Figure. Left – smoking prevalence by year in the UK. Right – daily cigarette consumption among smokers in the UK. Source data.

Seven day NHS

Seven day NHS services are a key aspect of current government healthcare policy. The aim is to reduce the so-called weekend effect: the increased risk of mortality associated with weekend admission versus weekday admission. Rachel Meacock described her paper on this blog that attempted to value those ‘excess’ deaths to see if the seven day policy met typical cost-effectiveness standards (they did not). But, as they and others have noted, not all of these deaths are preventable. We can attempt to come up with an estimate of how many of those deaths are preventable based upon what we know. So, we multiply:

  • Number of emergency weekend admissions: 1.23 million
  • Risk of a preventable adverse event: 4.5%
  • Relative risk increase of an adverse event associated with weekend admission: 20%
  • Probability an adverse event lead to death: 7.4%

Which gives 820 preventable deaths. This is 15% of the total number of deaths associated with weekend admission, which would suggest that the benefits of preventing these deaths are 15% of the size estimated by Meacock et al.

Informing the debate

Certainly, these are not thorough statistical analyses and do not capture the uncertainties involved. They are Fermi Problems and they are a simple attempt to inform the debate. The quality of the evidence is of course key to ensuring the estimates informing the calculations are correct. For example, the 95% reduction in risk associated with e-cigarettes is disputed by some. But, that figure would have to be close to zero, or there would have to be some very large unaccounted-for cost to regulation in order to favour prohibition.

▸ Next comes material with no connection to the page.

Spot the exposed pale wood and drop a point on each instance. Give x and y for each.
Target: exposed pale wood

There are, of course, moral, political, and legal dimensions to policy formation. Policy analysis simply provides the figures to inform that debate. In some cases no further evidence might be forthcoming, leaving such calculations as the only option. For example, policy aimed at mitigating pandemic influenza requires studies from a pandemic, and it is too late when one occurs. Even a back of the envelope calculation like this is preferable to basing policy on intuition and whim alone.